Verizon, Comcast push spectrum sale, marketing partnership to Congress


Verizon, Comcast push spectrum sale, marketing partnership to Congress

It’s been something of a long road for the Verizon and Comcast deal, but today things are coming to a head: Comcast is testifying before Congress, and Verizon has submitted a statement. On the docket is a massive $3.6 billion sale of wireless spectrum, and a sweeping marketing partnership.

The magnitude of the deal, and its potential antitrust implications have some up in arms, while the two companies are working to assuage fears.

Here’s what’s at stake: Comcast, along with Time Warner Cable and Bright House Networks, want to sell Verizon billions of dollars in wireless spectrum, or what are often called airwave licenses. Verizon needs the spectrum to boost its capacity to support data hungry smartphones and tablets. The second part of the deal is a sweeping agreement between Comcast and Verizon to cross-promote each other’s products, perhaps even where certain services compete.

That has some people worried; given that in certain areas, Internet and TV provider options can be essentially nil, combining Verizon and Comcast into partners of a sort could limit competition, leading to price increases, among other issues.

The deal was announced on December 2nd, 2011. Comcast is heading to Washington today to make its pitch. The outline of its testimony was blogged by the company. We quote:

The spectrum license transfers are consistent with the Communications Act, FCC rules, and the antitrust laws. They also will further the spectrum policy goals of Congress, the Administration, and the National Broadband Plan. Neither the License Assignment nor the Commercial Agreements reduce or harm competition in any product or geographic market. In fact, the agreements will offer further competition and innovation in the marketplace.

Unlike the AT&T-TMobile deal, this transaction involves no consolidation of customers, jobs, assets or operating businesses. It will take spectrum not currently being used and get it to a company that wants to quickly deploy it to consumers. Consumers will benefit from more choice, more competition, and more convenience.

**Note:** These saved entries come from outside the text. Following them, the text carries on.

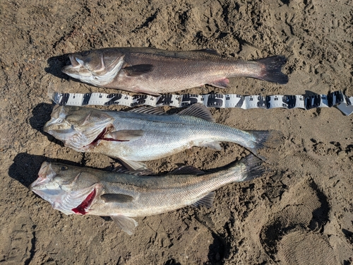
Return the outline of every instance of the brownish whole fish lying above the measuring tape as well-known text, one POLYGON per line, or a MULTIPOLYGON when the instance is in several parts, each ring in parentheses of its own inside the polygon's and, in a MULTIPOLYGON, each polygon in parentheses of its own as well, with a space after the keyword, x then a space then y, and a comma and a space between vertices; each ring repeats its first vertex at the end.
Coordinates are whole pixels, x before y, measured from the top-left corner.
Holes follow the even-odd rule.
POLYGON ((209 84, 229 87, 229 77, 252 77, 285 84, 285 57, 253 61, 225 58, 212 49, 186 52, 152 48, 106 48, 69 54, 62 71, 83 83, 160 95, 209 84))

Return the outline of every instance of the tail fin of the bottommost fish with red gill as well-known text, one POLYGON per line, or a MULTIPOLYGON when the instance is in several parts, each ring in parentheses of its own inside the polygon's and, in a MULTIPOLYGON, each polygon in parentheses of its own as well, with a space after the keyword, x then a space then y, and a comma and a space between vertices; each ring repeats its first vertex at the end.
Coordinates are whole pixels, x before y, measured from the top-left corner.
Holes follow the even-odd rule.
POLYGON ((246 155, 242 158, 239 163, 245 165, 244 175, 241 179, 237 179, 237 182, 244 182, 261 177, 265 172, 267 172, 265 166, 263 165, 263 160, 256 158, 255 155, 246 155))

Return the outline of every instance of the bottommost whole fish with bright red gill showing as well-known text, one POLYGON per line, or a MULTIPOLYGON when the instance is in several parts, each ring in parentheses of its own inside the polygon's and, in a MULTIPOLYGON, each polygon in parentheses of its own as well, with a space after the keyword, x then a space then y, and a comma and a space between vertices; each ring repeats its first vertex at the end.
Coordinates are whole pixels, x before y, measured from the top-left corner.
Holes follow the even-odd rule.
POLYGON ((164 176, 44 162, 30 189, 65 214, 110 216, 131 235, 138 225, 131 217, 152 216, 189 205, 210 207, 215 189, 261 177, 265 172, 261 162, 248 155, 218 172, 205 174, 184 166, 164 176))

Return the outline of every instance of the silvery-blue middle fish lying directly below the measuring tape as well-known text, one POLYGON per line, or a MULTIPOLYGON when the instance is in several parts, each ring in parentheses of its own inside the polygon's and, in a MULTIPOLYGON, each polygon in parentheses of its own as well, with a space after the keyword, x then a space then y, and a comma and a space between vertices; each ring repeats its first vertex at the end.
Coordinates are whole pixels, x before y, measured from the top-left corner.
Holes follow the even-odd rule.
POLYGON ((192 146, 221 150, 220 141, 244 146, 252 153, 278 146, 278 131, 241 131, 217 124, 201 104, 178 114, 139 107, 128 112, 56 105, 44 131, 78 152, 102 153, 133 170, 146 169, 139 161, 164 158, 192 146))

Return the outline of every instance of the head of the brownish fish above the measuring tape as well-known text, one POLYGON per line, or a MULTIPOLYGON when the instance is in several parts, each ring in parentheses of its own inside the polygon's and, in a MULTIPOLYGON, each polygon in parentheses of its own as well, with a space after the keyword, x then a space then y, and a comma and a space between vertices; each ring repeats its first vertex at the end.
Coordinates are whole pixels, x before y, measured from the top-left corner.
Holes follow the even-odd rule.
POLYGON ((124 54, 115 49, 95 49, 68 54, 71 65, 61 70, 68 76, 94 86, 111 83, 124 64, 124 54))

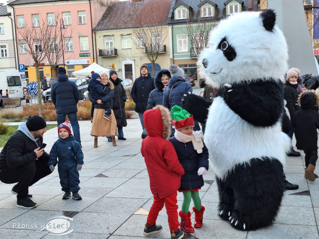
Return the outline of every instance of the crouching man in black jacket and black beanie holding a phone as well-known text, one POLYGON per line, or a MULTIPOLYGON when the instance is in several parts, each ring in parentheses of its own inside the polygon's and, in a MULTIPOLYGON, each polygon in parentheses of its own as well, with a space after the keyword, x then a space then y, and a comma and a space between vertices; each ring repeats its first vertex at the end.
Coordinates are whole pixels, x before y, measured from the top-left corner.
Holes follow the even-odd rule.
POLYGON ((49 154, 40 148, 46 127, 42 117, 29 116, 0 152, 0 181, 5 184, 18 183, 11 190, 17 195, 18 207, 38 206, 30 199, 32 195, 28 194, 29 186, 51 173, 49 154))

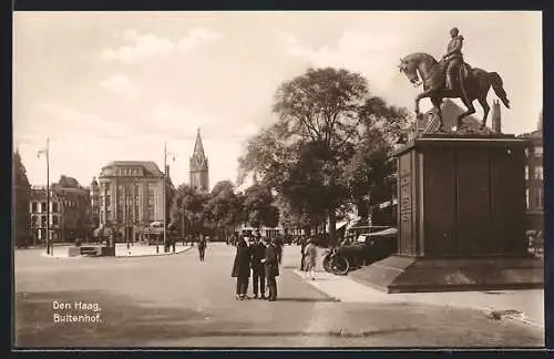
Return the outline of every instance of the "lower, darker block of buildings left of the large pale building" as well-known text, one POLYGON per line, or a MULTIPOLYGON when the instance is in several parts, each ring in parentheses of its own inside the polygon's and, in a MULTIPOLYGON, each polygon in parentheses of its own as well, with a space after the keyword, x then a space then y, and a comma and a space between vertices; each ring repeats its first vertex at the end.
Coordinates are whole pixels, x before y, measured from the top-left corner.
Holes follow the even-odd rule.
MULTIPOLYGON (((31 233, 34 244, 47 238, 47 188, 32 186, 29 211, 31 233)), ((89 189, 81 187, 74 178, 62 176, 58 184, 50 186, 50 239, 73 242, 86 237, 89 216, 89 189), (76 185, 66 186, 66 178, 76 185)))

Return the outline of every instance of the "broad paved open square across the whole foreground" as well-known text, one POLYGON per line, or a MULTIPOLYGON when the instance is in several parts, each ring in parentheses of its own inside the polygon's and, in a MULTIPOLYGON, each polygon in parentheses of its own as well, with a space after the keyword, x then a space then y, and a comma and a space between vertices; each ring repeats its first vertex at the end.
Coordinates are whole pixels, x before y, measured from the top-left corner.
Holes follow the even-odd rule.
POLYGON ((302 278, 297 246, 285 247, 275 302, 235 300, 235 247, 225 244, 212 244, 204 263, 195 247, 131 258, 41 253, 16 252, 18 347, 544 346, 538 315, 529 316, 535 318, 530 325, 495 320, 479 308, 510 302, 481 297, 535 300, 536 293, 384 295, 350 275, 302 278), (89 321, 62 321, 68 315, 89 321))

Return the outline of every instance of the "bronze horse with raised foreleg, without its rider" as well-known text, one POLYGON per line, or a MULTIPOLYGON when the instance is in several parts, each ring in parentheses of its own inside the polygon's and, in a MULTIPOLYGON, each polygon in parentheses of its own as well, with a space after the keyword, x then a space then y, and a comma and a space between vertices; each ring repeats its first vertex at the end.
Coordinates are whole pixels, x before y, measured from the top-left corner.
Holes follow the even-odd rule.
POLYGON ((403 72, 414 86, 423 83, 423 92, 416 96, 416 115, 418 119, 421 117, 419 110, 420 100, 429 98, 439 114, 439 131, 444 131, 441 112, 442 99, 461 99, 468 111, 458 116, 458 130, 462 126, 463 117, 475 113, 473 101, 478 100, 483 107, 484 114, 481 129, 484 129, 489 111, 491 110, 486 102, 486 94, 491 86, 502 103, 510 109, 510 100, 507 100, 506 92, 504 91, 502 78, 496 72, 486 72, 482 69, 471 68, 464 63, 460 66, 459 76, 455 76, 454 89, 445 90, 445 65, 447 63, 438 62, 430 54, 422 52, 412 53, 400 59, 400 72, 403 72), (420 76, 421 81, 419 80, 420 76))

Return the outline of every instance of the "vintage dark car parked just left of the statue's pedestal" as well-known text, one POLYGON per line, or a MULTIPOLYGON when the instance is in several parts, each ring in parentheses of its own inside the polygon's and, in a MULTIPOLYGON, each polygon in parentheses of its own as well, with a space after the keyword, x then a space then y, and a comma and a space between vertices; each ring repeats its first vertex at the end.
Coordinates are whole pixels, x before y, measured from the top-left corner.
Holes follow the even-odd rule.
POLYGON ((397 252, 397 228, 361 234, 356 243, 330 250, 324 267, 336 275, 346 275, 352 268, 387 258, 397 252))

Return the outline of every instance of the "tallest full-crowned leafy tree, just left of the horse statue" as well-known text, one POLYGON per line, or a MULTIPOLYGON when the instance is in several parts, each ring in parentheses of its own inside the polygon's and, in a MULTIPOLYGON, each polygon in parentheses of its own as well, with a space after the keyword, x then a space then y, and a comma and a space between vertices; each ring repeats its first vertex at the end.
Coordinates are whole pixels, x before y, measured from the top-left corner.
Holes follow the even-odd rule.
POLYGON ((240 180, 257 174, 295 212, 327 216, 335 244, 337 214, 387 177, 380 168, 387 156, 378 154, 401 133, 406 113, 370 96, 360 74, 332 68, 283 83, 273 110, 277 122, 252 139, 239 160, 240 180), (362 171, 368 163, 375 163, 371 176, 362 171), (357 188, 360 183, 368 188, 357 188))

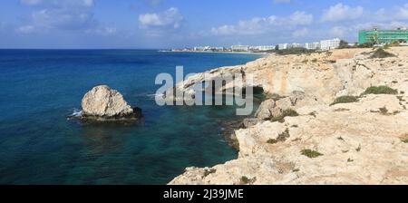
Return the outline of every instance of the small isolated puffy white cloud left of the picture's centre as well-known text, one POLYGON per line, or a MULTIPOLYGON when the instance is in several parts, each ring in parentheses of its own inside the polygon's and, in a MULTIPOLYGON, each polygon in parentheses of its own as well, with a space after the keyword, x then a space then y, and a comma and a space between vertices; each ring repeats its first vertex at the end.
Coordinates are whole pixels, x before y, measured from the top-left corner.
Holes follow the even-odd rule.
POLYGON ((171 7, 162 13, 140 14, 139 23, 142 28, 172 27, 178 29, 183 21, 179 9, 171 7))

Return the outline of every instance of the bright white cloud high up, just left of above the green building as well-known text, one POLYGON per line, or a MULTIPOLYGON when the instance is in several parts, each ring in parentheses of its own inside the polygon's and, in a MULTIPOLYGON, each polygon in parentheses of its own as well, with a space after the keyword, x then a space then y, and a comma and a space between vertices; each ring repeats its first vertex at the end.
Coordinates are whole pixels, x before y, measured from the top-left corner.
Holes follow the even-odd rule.
POLYGON ((339 22, 345 20, 355 20, 364 14, 362 6, 350 7, 341 3, 330 6, 322 15, 322 22, 339 22))

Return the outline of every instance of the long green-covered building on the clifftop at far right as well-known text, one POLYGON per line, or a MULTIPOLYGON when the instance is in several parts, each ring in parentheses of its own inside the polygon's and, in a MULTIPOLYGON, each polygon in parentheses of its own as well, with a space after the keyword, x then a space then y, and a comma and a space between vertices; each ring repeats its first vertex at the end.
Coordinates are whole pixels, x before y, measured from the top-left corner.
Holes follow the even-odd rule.
POLYGON ((408 41, 407 29, 395 29, 395 30, 363 30, 358 34, 358 43, 393 43, 393 42, 408 41))

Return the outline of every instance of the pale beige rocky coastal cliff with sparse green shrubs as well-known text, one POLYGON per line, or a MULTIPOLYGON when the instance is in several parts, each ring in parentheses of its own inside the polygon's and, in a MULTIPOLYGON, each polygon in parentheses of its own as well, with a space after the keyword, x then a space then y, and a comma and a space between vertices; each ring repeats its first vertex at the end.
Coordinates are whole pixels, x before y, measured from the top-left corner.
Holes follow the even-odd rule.
POLYGON ((170 184, 408 183, 408 47, 387 52, 271 55, 189 77, 176 88, 192 92, 204 74, 253 73, 252 86, 279 98, 233 133, 237 160, 187 168, 170 184))

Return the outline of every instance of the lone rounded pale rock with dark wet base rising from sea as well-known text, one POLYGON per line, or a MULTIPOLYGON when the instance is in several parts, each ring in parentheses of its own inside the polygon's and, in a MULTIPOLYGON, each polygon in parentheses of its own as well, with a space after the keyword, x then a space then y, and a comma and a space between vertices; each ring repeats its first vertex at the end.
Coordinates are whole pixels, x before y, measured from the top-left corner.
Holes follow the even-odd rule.
POLYGON ((107 85, 92 88, 83 96, 83 121, 131 121, 142 119, 140 108, 131 108, 120 92, 107 85))

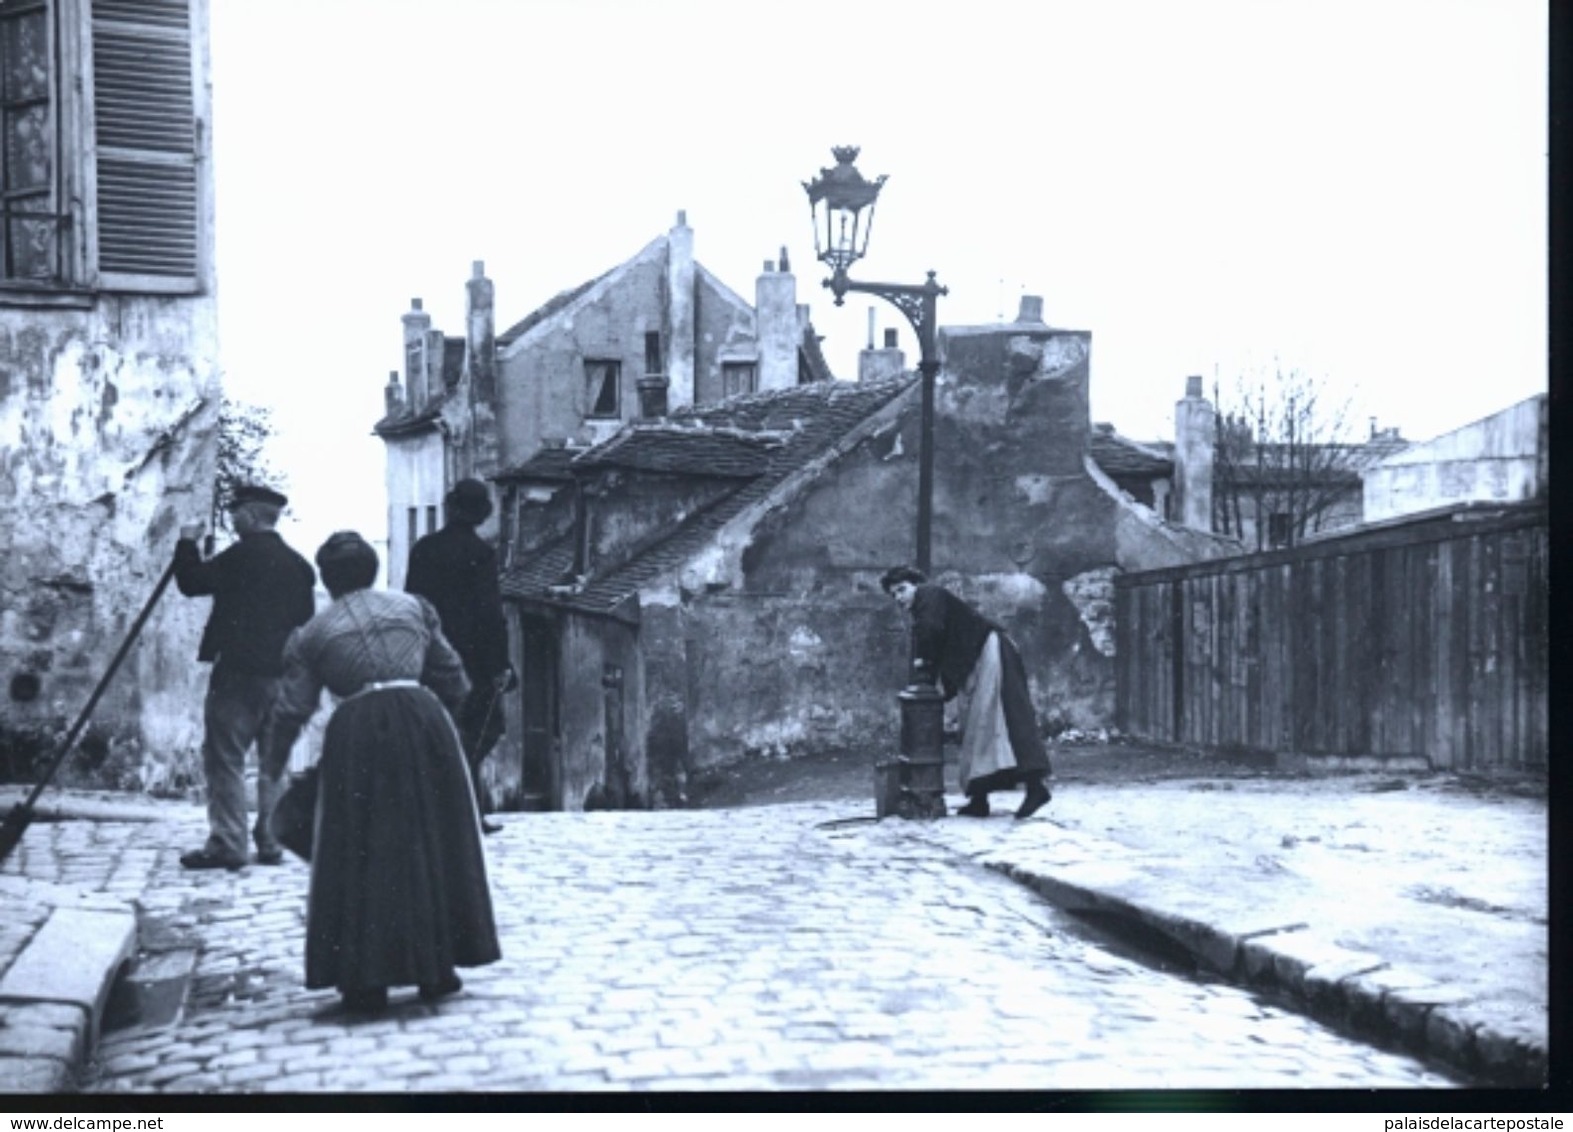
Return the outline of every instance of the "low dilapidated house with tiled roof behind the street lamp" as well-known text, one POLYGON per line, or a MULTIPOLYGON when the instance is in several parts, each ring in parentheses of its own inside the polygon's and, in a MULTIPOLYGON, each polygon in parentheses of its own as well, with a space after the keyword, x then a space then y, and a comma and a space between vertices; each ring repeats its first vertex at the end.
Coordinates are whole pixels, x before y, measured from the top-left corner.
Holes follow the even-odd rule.
MULTIPOLYGON (((1021 645, 1046 723, 1112 722, 1126 569, 1238 546, 1134 506, 1095 462, 1090 335, 942 330, 934 575, 1021 645)), ((516 616, 505 805, 681 805, 746 758, 892 750, 919 384, 897 373, 672 407, 497 476, 516 616)))

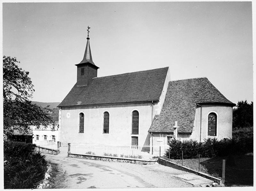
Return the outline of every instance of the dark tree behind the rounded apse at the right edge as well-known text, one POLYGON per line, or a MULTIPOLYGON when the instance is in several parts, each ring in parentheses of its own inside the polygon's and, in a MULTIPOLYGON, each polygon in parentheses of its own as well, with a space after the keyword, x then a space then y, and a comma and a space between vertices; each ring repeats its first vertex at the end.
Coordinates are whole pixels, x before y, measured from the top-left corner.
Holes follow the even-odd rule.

Not everyone is convinced. Yesterday, in The Hill, an article ran that detailed union-led unhappiness at the deal. The Communications Workers of America and the International Brotherhood of Electrical Workers put out a statement, claiming that the deal would “effectively result in an unchecked monopoly by the nation’s largest cable and wireless companies over the telecommunications industry.”

The unions also said that the deal would lead to trouble for Verizon’s employees, and that it would also slow investment in infrastructure, harming the United States’ ability to compete.

Other’s are lining up against the deal as well. Joel Kelsey, a Free Press policy adviser, claims that “[a]llowing for further consolidation in this marketplace will only drive prices higher, reduce consumer choice, and have drastic consequences on the rate of innovation as the companies involved are freed from competition.”

Where should you stand in all of this? Exactly where you do: leery of further consolidation of the wireless market, and fearful of extensive government meddling. Whatever comes next, we’ll bring it to you.